Newsgroups: comp.parallel.mpi
From: "Marcus Marr" <marr@dcs.ed.ac.uk>
Subject: Re: Problem using LAM5.2
Organization: Computer Systems Group, The University of Edinburgh
Date: Mon, 4 Dec 1995 17:46:51 GMT
Message-ID: <MARR.95Dec4174651@jura.dcs.ed.ac.uk>


> Hi, Currently, i have a piece of MPI code and it runs
> successfully using MPICH.  However, with the same piece of
> code, it hangs half way through the execution when using
> LAM5.2.  May i know what could be the possible reasons?  I'm
> running the processes on a SP2.  Thanx in advance!

One possibility is that you are running out of buffer space.  Other
implementations of MPI will allow a communication to succeed without
using the buffer as long as the matching receive has already been
posted, but this is not the case with LAM-MPI.

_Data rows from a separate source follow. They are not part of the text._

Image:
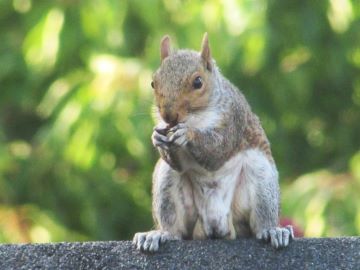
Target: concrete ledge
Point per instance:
(310, 253)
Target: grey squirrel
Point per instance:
(216, 177)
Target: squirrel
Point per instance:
(216, 178)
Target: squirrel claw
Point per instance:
(150, 241)
(160, 140)
(278, 237)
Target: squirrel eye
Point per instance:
(197, 83)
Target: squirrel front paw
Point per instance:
(278, 237)
(159, 138)
(179, 135)
(150, 241)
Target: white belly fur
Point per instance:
(232, 186)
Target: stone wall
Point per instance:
(305, 253)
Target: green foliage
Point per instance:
(76, 116)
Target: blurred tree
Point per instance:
(75, 107)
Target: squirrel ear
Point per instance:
(165, 47)
(205, 52)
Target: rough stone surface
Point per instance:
(306, 253)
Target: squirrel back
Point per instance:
(189, 88)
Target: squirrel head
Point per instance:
(182, 84)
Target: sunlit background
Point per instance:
(76, 116)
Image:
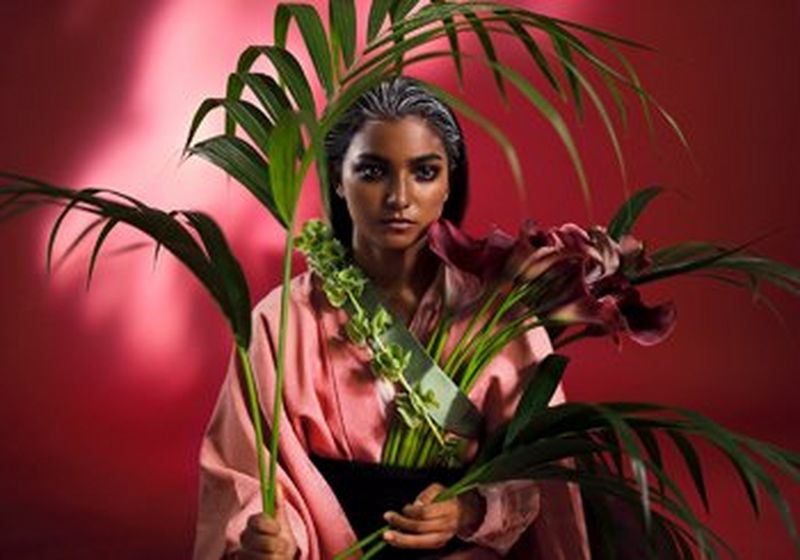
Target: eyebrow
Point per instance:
(419, 159)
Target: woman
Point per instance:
(397, 165)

The most common cause for this sort of behaviour is if one process is
flooding another with messages (e.g. as in a pipeline) and hoping that
an MPI_Send will block until either buffer space becomes available
*or* a matching MPI_Recv has been posted.  Doubling the available
buffer space will not normally help things here.  If this is the case,
the simplest solution is to use 'synchronous' sends using MPI_Ssend().

Good luck,

Marcus